Diário de Notícias ·

Se queremos paz duradoura, temos de pensar no que acontece antes e depois das guerras.

Quem sabe, se o fizermos bem, a guerra nem chegue a acontecer.

Enquanto estagiário no Ministério dos Negócios Estrangeiros, tive a oportunidade de contactar com dezenas de assuntos relacionados com os Direitos Humanos, com particular atenção à Agenda Global das “Mulheres, Paz e Segurança”.

Ao participar, na linha da frente, na elaboração do IV Plano Nacional de Ação para esta Agenda . o meu coordenador de estágio colocou-me uma pergunta que ficou comigo : Se Portugal não está em guerra, qual é a relevância de um plano para a paz? Esta questão parte de uma ideia que se encontra enraizada nas nossas sociedades: a de que a paz é aquilo que existe quando não existe uma guerra.

Mas reduzir a paz à ausência de conflito armado é simplificar uma realidade tão complexa como a nossa.

A paz constrói-se diariamente e, sobretudo, muito antes de uma guerra começar, com o objetivo último de a evitar inteiramente.

Isso exige um esforço contínuo, assente em instituições, no respeito pelos Direitos Humanos, no diálogo inclusivo e na capacidade de prevenir conflitos antes de se tornarem inevitáveis.

Como se faz, então, a paz? Através do diálogo entre Estados, do apoio a quem mais precisa, da participação de quem historicamente foi deixado de fora e da proteção de quem está mais exposto à violência.

A diplomacia é uma das primeiras frentes da construção da paz.

O diálogo entre países, seja bilateral ou multilateral, permite construir confiança, identificar interesses comuns e procurar soluções pacíficas.

Nos últimos anos, temos assistido à erosão das organizações internacionais, período em que as suas incapacidades se tornaram inequívocas.

São geralmente lentas, burocráticas e raramente conseguem responder às crises com a rapidez e firmeza que desejaríamos.

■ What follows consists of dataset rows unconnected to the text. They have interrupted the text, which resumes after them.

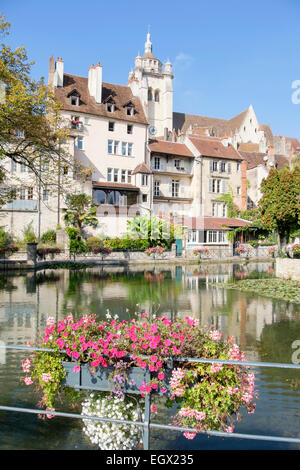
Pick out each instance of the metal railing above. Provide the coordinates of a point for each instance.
(146, 424)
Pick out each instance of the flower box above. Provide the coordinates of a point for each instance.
(102, 378)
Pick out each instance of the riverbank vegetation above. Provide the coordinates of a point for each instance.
(276, 288)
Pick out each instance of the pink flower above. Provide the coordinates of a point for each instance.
(214, 368)
(46, 377)
(229, 429)
(49, 416)
(215, 335)
(50, 321)
(28, 380)
(189, 435)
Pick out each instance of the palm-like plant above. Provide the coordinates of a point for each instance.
(80, 212)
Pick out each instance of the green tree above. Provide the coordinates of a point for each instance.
(76, 244)
(80, 212)
(280, 203)
(155, 230)
(32, 129)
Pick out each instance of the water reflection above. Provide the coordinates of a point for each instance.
(263, 327)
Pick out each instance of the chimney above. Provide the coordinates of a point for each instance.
(95, 82)
(59, 73)
(166, 133)
(51, 72)
(244, 185)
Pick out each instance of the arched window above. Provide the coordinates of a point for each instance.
(114, 198)
(99, 196)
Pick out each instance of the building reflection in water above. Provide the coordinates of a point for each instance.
(26, 300)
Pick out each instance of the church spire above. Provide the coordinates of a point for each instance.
(148, 43)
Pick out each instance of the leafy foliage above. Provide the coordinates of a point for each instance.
(49, 237)
(32, 129)
(156, 231)
(209, 395)
(80, 211)
(76, 244)
(280, 202)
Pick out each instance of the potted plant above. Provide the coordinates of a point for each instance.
(271, 251)
(201, 251)
(142, 357)
(296, 250)
(154, 251)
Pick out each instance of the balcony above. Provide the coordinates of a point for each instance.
(171, 170)
(21, 205)
(76, 126)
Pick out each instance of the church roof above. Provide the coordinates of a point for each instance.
(183, 122)
(171, 148)
(213, 147)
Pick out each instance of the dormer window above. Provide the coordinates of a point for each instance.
(129, 106)
(130, 111)
(74, 97)
(74, 100)
(110, 107)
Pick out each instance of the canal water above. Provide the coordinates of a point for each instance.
(264, 328)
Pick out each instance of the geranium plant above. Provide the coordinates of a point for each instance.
(296, 250)
(200, 251)
(155, 250)
(208, 395)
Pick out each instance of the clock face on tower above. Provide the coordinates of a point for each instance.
(152, 130)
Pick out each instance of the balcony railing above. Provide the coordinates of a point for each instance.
(21, 205)
(76, 125)
(171, 169)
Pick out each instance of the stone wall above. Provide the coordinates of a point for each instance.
(288, 268)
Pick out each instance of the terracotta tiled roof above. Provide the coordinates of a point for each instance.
(281, 161)
(295, 144)
(253, 159)
(120, 94)
(248, 147)
(212, 147)
(220, 127)
(142, 168)
(171, 148)
(106, 184)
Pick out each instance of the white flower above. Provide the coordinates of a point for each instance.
(111, 436)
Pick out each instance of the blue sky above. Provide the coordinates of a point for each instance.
(226, 54)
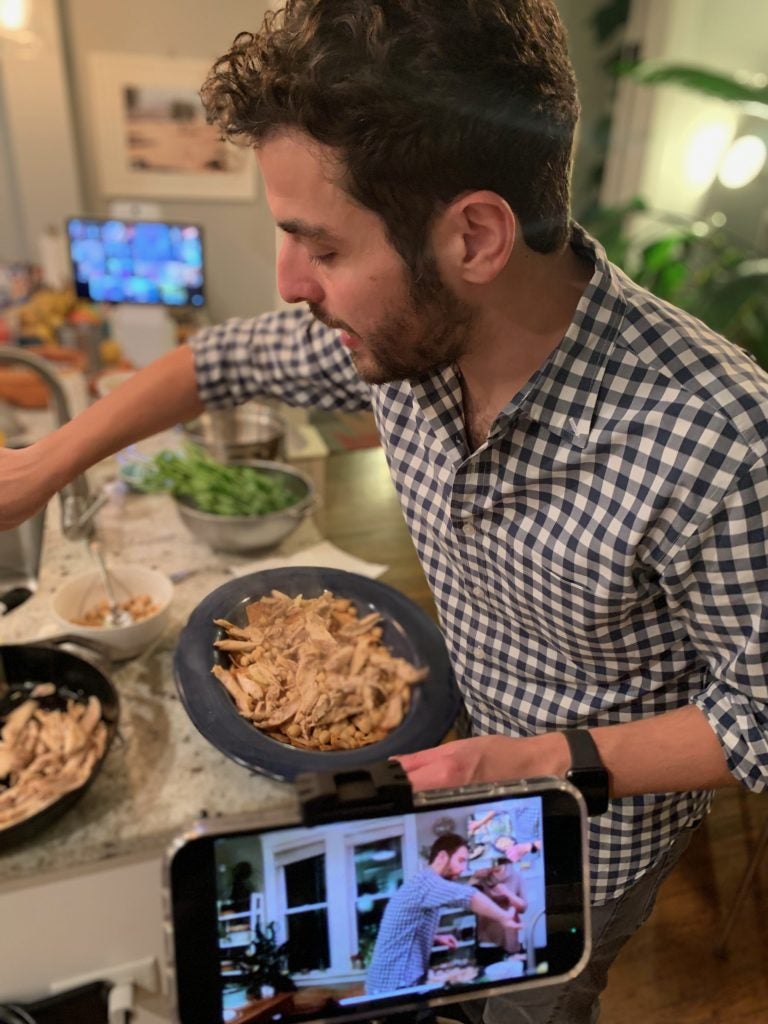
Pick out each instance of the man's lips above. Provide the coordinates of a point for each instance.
(349, 340)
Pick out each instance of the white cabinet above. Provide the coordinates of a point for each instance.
(59, 931)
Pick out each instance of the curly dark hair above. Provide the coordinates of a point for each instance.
(448, 843)
(422, 99)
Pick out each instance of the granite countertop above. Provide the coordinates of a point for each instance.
(160, 773)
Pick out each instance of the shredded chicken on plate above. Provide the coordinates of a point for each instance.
(311, 673)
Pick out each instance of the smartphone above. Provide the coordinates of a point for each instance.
(359, 901)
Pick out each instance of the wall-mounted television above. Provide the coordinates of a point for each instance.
(137, 261)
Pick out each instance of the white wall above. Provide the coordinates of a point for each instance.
(38, 163)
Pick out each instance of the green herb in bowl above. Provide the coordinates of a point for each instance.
(212, 486)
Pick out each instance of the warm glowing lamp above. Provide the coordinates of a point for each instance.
(742, 162)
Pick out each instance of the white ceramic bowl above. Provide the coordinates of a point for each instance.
(76, 597)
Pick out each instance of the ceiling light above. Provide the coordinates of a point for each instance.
(743, 161)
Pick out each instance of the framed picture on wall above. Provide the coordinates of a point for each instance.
(151, 134)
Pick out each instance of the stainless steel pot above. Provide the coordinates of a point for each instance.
(250, 431)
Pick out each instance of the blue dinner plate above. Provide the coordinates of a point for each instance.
(408, 632)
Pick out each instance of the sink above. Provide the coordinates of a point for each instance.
(19, 554)
(20, 548)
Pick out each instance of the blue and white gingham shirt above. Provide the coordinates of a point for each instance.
(602, 556)
(408, 930)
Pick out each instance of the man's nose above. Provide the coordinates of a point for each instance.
(296, 280)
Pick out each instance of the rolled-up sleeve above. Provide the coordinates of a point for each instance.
(287, 354)
(719, 583)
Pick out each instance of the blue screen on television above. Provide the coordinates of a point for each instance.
(137, 261)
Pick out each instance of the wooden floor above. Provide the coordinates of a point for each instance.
(668, 973)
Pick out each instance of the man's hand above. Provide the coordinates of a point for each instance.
(486, 759)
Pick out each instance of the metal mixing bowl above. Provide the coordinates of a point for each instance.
(239, 534)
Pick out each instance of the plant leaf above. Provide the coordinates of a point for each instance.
(702, 80)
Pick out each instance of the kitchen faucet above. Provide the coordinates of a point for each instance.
(78, 506)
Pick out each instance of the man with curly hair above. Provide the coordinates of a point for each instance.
(584, 469)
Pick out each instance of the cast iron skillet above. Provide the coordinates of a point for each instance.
(58, 662)
(408, 632)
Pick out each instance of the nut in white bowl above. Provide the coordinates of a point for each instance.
(79, 596)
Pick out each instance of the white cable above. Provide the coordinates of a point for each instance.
(120, 1004)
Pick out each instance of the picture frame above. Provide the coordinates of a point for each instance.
(151, 135)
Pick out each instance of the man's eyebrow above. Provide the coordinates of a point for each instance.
(313, 232)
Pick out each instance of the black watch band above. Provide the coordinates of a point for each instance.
(587, 771)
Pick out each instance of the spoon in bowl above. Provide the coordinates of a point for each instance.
(116, 616)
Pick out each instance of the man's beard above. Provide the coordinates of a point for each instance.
(431, 332)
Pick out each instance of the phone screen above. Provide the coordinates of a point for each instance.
(353, 919)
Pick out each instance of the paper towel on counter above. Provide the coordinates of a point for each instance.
(325, 555)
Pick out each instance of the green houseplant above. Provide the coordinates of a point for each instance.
(263, 963)
(695, 264)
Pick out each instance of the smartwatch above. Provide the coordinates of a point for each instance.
(587, 771)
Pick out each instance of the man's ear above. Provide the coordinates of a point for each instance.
(474, 236)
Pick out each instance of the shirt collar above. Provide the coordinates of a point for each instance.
(562, 395)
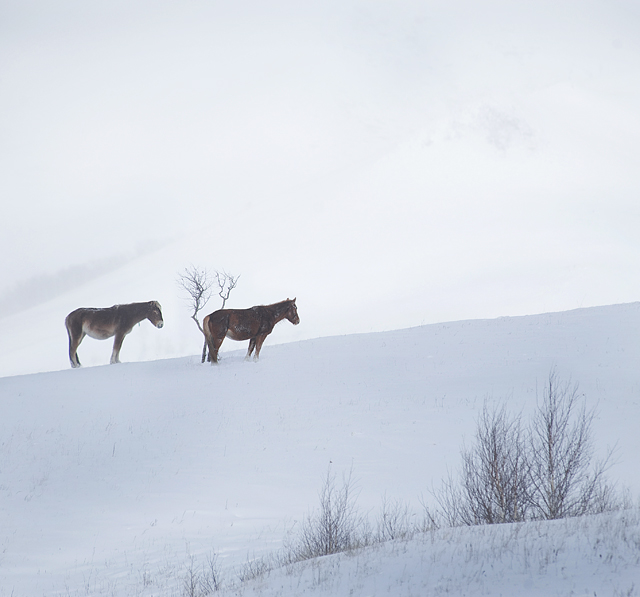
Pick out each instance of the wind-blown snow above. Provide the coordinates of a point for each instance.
(112, 478)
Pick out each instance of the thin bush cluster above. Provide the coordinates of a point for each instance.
(543, 472)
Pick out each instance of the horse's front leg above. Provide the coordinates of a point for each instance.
(252, 345)
(117, 345)
(74, 342)
(259, 342)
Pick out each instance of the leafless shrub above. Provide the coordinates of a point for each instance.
(562, 481)
(493, 484)
(396, 521)
(335, 527)
(203, 581)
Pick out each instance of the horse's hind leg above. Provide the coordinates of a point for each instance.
(117, 345)
(214, 347)
(259, 342)
(73, 351)
(75, 337)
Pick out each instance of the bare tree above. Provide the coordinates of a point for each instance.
(562, 480)
(226, 283)
(198, 284)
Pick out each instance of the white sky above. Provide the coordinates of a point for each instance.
(446, 159)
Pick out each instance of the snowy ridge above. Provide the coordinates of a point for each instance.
(113, 478)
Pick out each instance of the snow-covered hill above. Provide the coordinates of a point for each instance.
(114, 478)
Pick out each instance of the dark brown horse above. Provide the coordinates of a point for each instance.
(253, 324)
(101, 324)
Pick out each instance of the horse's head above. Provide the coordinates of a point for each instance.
(155, 314)
(292, 312)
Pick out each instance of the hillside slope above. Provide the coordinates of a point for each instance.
(116, 474)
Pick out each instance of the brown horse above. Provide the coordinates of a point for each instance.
(101, 324)
(253, 324)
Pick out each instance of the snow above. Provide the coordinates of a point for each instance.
(115, 479)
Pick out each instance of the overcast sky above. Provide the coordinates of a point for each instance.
(451, 159)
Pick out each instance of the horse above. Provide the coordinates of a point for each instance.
(253, 324)
(103, 323)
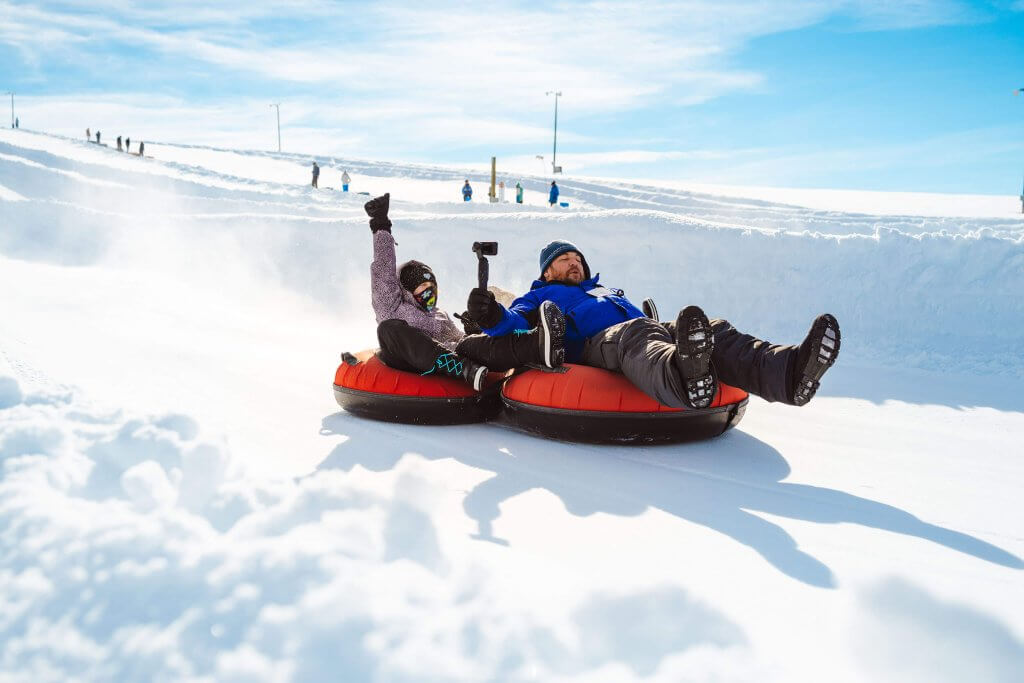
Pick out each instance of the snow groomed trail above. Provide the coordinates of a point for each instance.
(180, 498)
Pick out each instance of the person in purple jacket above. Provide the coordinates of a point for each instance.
(417, 336)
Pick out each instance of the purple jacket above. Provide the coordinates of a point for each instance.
(391, 301)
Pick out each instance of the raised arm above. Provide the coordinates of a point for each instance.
(385, 288)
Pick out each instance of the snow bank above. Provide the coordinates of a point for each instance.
(132, 549)
(211, 292)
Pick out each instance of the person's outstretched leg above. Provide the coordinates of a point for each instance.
(816, 354)
(773, 371)
(407, 348)
(645, 352)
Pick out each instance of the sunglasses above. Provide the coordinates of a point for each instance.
(427, 297)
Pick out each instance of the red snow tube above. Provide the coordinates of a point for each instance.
(585, 403)
(371, 389)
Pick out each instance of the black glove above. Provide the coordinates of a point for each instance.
(482, 307)
(377, 210)
(469, 326)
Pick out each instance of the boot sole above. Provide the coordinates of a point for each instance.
(552, 335)
(823, 354)
(694, 343)
(478, 377)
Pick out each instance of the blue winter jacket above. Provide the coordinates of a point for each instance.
(586, 314)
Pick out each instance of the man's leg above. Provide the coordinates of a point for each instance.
(543, 345)
(786, 374)
(751, 364)
(644, 351)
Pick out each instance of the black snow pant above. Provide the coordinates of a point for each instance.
(644, 351)
(411, 349)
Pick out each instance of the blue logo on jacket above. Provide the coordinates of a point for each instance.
(586, 314)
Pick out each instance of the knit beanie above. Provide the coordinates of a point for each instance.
(414, 273)
(556, 249)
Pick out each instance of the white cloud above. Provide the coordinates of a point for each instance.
(379, 79)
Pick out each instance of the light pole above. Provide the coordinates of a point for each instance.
(278, 107)
(1017, 92)
(554, 147)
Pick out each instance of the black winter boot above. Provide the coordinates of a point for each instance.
(469, 372)
(816, 354)
(694, 344)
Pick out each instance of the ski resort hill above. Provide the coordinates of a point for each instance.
(180, 497)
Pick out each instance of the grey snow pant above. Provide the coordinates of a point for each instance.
(644, 350)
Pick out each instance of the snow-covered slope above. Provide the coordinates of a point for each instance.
(180, 497)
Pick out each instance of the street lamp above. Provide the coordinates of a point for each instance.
(278, 107)
(554, 148)
(1017, 92)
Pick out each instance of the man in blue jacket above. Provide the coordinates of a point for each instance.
(677, 364)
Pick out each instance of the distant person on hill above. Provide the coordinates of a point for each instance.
(417, 336)
(676, 364)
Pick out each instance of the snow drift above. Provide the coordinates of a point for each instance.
(180, 499)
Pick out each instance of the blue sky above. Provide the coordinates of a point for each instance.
(849, 93)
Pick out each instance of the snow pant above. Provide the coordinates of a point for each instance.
(644, 351)
(411, 349)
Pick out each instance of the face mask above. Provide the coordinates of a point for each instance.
(427, 298)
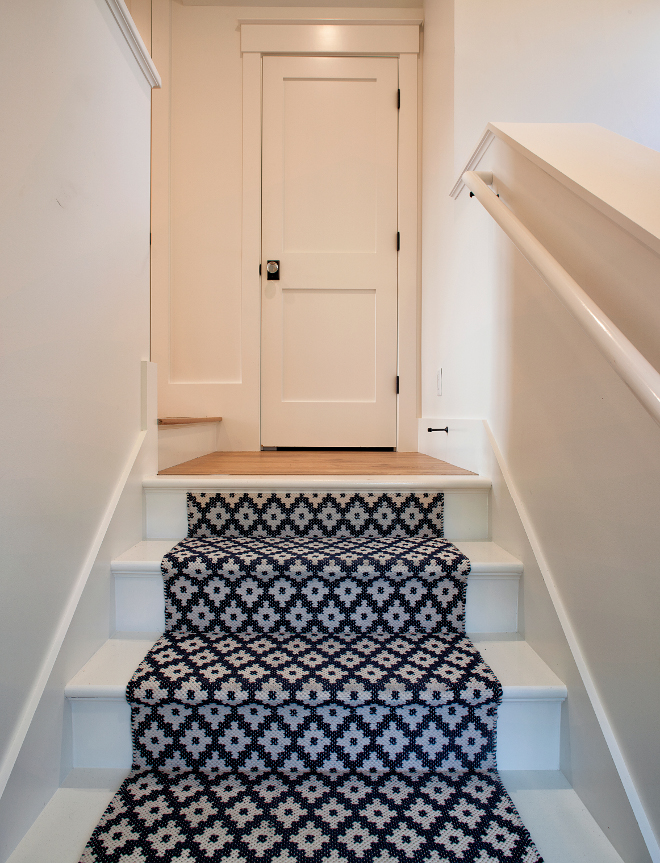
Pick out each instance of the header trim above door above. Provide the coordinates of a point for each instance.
(330, 38)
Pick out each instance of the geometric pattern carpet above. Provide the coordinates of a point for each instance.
(314, 697)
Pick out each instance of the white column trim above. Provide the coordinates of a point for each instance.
(408, 259)
(130, 32)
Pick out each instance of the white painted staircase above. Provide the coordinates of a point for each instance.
(528, 732)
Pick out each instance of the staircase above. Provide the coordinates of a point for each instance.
(528, 724)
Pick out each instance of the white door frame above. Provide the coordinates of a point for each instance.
(377, 38)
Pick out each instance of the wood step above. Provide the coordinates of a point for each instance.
(301, 462)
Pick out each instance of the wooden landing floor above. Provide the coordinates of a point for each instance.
(276, 463)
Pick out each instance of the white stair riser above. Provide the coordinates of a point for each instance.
(527, 734)
(491, 606)
(466, 514)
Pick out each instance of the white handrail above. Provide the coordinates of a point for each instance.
(633, 368)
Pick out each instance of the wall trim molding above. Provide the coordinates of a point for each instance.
(320, 37)
(574, 645)
(30, 707)
(130, 32)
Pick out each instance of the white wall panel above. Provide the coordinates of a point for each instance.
(74, 241)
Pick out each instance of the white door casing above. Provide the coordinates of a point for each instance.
(329, 216)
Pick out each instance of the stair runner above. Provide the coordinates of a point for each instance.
(314, 698)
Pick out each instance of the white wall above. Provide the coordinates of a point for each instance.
(74, 318)
(519, 61)
(581, 450)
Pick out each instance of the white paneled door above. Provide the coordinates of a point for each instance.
(329, 218)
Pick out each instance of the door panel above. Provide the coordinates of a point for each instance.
(329, 325)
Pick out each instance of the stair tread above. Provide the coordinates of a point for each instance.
(318, 481)
(558, 821)
(486, 558)
(521, 671)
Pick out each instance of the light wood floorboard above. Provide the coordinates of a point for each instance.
(315, 463)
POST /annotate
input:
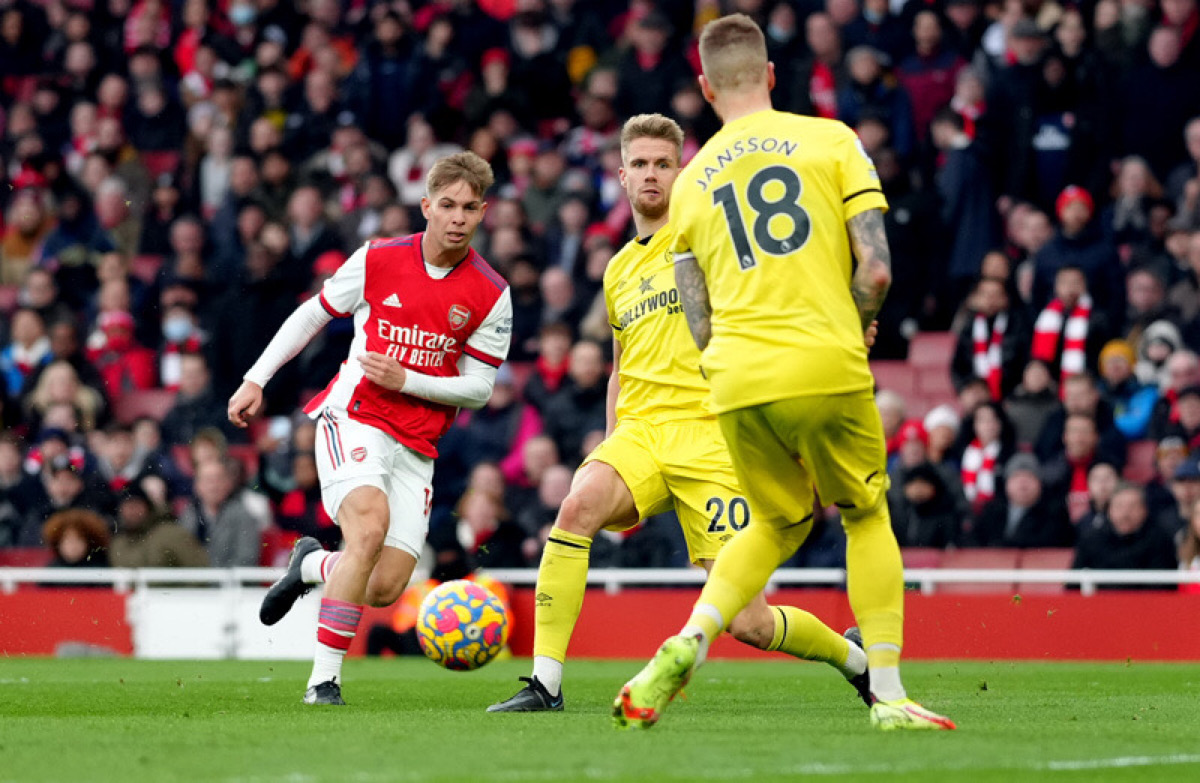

Mas concluir daí que são inúteis seria esquecer uma pergunta fundamental: sem elas, onde estaríamos? Seria um erro crasso desistir destes fóruns que reúnem dezenas, por vezes centenas de Estados, que, apesar das suas limitações, continuam a ser espaços singulares de partilha de boas práticas, aproximando países que, de outra forma, dificilmente se sentariam à mesma mesa.

Grande parte deste trabalho ocorre além do que nos chega nos órgãos de informação.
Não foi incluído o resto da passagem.